After years of pursuing "serious" journalism, Solomon Fields gives in to getting a job writing advertisement copy after the recession ends his dreams of a creative life. Solomon's financial situation is much more secure, but his creative endeavors are over, and no one reminds him of this more than his grandmother, a free-spirited Holocaust survivor who urges him not to abandon his artistic leanings.
On the basis of a profile he wrote years ago about a well-known visual artist, a mysterious benefactor requests Solomon's presence to an artist's retreat on a remote island. Solomon is fed up with the superficiality of New York City, a place of promise that has changed for the worse, and with some trepidation, accepts the invitation.
The retreat is a tropical paradise, and its benefactor, known as Sebastian Light, is mysterious, a presumed rich man whose wealth and charisma have allowed him the freedom to build such a place.
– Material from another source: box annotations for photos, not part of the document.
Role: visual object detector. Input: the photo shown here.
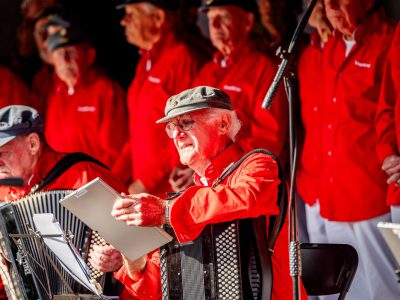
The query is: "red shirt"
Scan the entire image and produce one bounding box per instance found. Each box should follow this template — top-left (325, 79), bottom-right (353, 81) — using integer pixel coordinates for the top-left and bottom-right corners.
top-left (32, 64), bottom-right (54, 119)
top-left (119, 144), bottom-right (307, 300)
top-left (0, 147), bottom-right (126, 299)
top-left (128, 33), bottom-right (200, 194)
top-left (297, 33), bottom-right (323, 205)
top-left (195, 42), bottom-right (288, 158)
top-left (45, 69), bottom-right (129, 177)
top-left (0, 66), bottom-right (31, 108)
top-left (376, 25), bottom-right (400, 205)
top-left (303, 11), bottom-right (394, 222)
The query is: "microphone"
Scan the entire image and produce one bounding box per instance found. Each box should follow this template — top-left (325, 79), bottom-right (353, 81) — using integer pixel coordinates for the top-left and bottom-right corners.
top-left (261, 0), bottom-right (317, 109)
top-left (0, 177), bottom-right (24, 187)
top-left (262, 54), bottom-right (289, 109)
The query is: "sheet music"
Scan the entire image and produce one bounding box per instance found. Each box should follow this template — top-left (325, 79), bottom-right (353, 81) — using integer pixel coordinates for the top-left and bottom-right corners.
top-left (33, 213), bottom-right (101, 295)
top-left (60, 178), bottom-right (172, 260)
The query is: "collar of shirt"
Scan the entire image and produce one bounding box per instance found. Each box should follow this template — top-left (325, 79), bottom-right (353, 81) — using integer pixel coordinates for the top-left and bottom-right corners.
top-left (213, 41), bottom-right (254, 68)
top-left (193, 143), bottom-right (243, 186)
top-left (27, 146), bottom-right (64, 192)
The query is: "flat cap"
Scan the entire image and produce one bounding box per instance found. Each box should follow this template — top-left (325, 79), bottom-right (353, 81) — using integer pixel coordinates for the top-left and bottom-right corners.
top-left (116, 0), bottom-right (179, 10)
top-left (200, 0), bottom-right (258, 14)
top-left (0, 105), bottom-right (43, 147)
top-left (156, 86), bottom-right (232, 123)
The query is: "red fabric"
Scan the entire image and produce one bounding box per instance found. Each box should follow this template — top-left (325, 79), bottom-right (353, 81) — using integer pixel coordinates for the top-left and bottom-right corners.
top-left (128, 33), bottom-right (200, 195)
top-left (195, 42), bottom-right (288, 159)
top-left (32, 64), bottom-right (56, 119)
top-left (0, 147), bottom-right (126, 299)
top-left (0, 66), bottom-right (31, 108)
top-left (114, 250), bottom-right (161, 300)
top-left (171, 144), bottom-right (307, 300)
top-left (45, 69), bottom-right (129, 178)
top-left (118, 144), bottom-right (307, 300)
top-left (297, 32), bottom-right (323, 205)
top-left (376, 25), bottom-right (400, 205)
top-left (296, 11), bottom-right (394, 222)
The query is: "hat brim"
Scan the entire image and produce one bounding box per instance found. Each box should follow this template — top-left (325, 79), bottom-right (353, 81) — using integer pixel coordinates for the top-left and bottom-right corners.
top-left (156, 105), bottom-right (212, 124)
top-left (0, 135), bottom-right (15, 147)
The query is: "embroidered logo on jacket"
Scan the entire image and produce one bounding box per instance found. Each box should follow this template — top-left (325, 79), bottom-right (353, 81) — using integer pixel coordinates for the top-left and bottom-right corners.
top-left (354, 60), bottom-right (371, 69)
top-left (223, 84), bottom-right (242, 93)
top-left (76, 105), bottom-right (96, 112)
top-left (147, 75), bottom-right (161, 83)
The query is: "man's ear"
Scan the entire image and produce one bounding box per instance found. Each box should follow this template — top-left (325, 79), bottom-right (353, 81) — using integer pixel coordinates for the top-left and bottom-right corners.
top-left (153, 8), bottom-right (166, 29)
top-left (26, 132), bottom-right (41, 156)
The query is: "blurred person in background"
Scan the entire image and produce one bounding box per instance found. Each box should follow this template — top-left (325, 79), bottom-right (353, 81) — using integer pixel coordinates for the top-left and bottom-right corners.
top-left (45, 24), bottom-right (129, 181)
top-left (117, 0), bottom-right (203, 195)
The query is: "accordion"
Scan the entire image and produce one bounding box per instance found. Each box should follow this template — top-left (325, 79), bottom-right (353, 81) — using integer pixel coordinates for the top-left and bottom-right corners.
top-left (160, 217), bottom-right (269, 300)
top-left (0, 190), bottom-right (104, 300)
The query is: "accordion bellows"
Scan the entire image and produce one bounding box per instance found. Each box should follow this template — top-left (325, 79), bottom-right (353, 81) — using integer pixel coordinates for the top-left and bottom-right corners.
top-left (0, 190), bottom-right (104, 300)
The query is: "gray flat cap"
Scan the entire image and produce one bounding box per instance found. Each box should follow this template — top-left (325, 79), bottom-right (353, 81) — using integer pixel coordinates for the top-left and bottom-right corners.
top-left (156, 86), bottom-right (232, 123)
top-left (0, 105), bottom-right (43, 147)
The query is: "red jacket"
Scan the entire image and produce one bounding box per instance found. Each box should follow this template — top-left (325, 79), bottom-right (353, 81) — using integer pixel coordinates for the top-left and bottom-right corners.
top-left (297, 33), bottom-right (323, 205)
top-left (300, 11), bottom-right (394, 222)
top-left (118, 144), bottom-right (307, 300)
top-left (128, 33), bottom-right (201, 194)
top-left (45, 69), bottom-right (129, 178)
top-left (0, 147), bottom-right (126, 299)
top-left (31, 64), bottom-right (54, 119)
top-left (0, 66), bottom-right (31, 108)
top-left (195, 42), bottom-right (288, 159)
top-left (376, 25), bottom-right (400, 205)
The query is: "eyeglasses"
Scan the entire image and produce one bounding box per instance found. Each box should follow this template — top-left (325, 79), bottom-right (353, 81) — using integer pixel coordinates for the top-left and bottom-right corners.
top-left (165, 114), bottom-right (194, 139)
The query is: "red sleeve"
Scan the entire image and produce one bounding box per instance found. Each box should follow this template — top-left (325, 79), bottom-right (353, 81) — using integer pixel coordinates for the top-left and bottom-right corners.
top-left (170, 154), bottom-right (279, 243)
top-left (0, 67), bottom-right (31, 106)
top-left (114, 250), bottom-right (161, 300)
top-left (375, 26), bottom-right (400, 162)
top-left (96, 82), bottom-right (129, 167)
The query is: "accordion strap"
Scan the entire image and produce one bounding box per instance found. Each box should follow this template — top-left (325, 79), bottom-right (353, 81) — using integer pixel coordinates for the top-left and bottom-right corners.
top-left (212, 149), bottom-right (288, 299)
top-left (29, 152), bottom-right (108, 194)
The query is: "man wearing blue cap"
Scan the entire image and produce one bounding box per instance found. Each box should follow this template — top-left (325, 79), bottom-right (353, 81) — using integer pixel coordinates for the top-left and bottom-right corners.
top-left (117, 0), bottom-right (200, 195)
top-left (0, 105), bottom-right (125, 299)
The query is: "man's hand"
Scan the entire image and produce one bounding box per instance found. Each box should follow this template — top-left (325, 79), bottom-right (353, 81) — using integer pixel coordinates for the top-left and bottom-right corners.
top-left (168, 168), bottom-right (194, 192)
top-left (89, 245), bottom-right (123, 272)
top-left (111, 193), bottom-right (166, 226)
top-left (308, 1), bottom-right (333, 43)
top-left (123, 255), bottom-right (147, 280)
top-left (382, 154), bottom-right (400, 187)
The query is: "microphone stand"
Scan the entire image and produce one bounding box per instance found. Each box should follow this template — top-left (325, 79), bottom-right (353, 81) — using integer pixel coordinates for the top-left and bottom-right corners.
top-left (262, 0), bottom-right (318, 300)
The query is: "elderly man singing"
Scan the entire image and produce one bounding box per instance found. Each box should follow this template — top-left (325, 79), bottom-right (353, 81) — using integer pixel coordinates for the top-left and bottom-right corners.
top-left (112, 86), bottom-right (304, 299)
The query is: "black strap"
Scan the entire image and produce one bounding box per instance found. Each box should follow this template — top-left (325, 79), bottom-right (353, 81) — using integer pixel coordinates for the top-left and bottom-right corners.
top-left (212, 149), bottom-right (287, 253)
top-left (29, 152), bottom-right (108, 194)
top-left (212, 149), bottom-right (288, 299)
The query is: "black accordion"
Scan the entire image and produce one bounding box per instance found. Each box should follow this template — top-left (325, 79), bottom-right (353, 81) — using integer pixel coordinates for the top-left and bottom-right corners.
top-left (0, 190), bottom-right (103, 300)
top-left (160, 217), bottom-right (269, 300)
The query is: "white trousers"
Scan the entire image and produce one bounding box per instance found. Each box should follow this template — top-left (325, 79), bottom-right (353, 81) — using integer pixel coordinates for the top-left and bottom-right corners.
top-left (306, 203), bottom-right (400, 300)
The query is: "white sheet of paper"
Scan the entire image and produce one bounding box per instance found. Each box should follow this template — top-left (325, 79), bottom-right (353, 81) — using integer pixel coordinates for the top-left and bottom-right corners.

Its inhabitants are all artists of sorts, selected by Light to this remote location in order to spark a purified creativity. Most of them are painters. Solomon, the only writer among them, has been chosen by Light to write about him and his retreat.
Although questioned by Light and his assistant, Solomon puts off writing anything and instead observes the strangeness going on around him. Is Light's artist colony a true bastion of creativity, or is it a sort of cult? Light promises a measured freedom, but the retreat is difficult to leave. As such, Solomon questions Light's intent - whether he is truly a patron of creativity, or a control freak who lures the unsuspecting to a tropical paradise, where their entire activities are under scrutiny.
The Long Corner is a musing on living a creative life and the extremes to which some will go to live one, whether it is to distance oneself from latter day society, or to be clear-eyed enough and brash enough to live a life on one's own terms, no matter where one happens to be.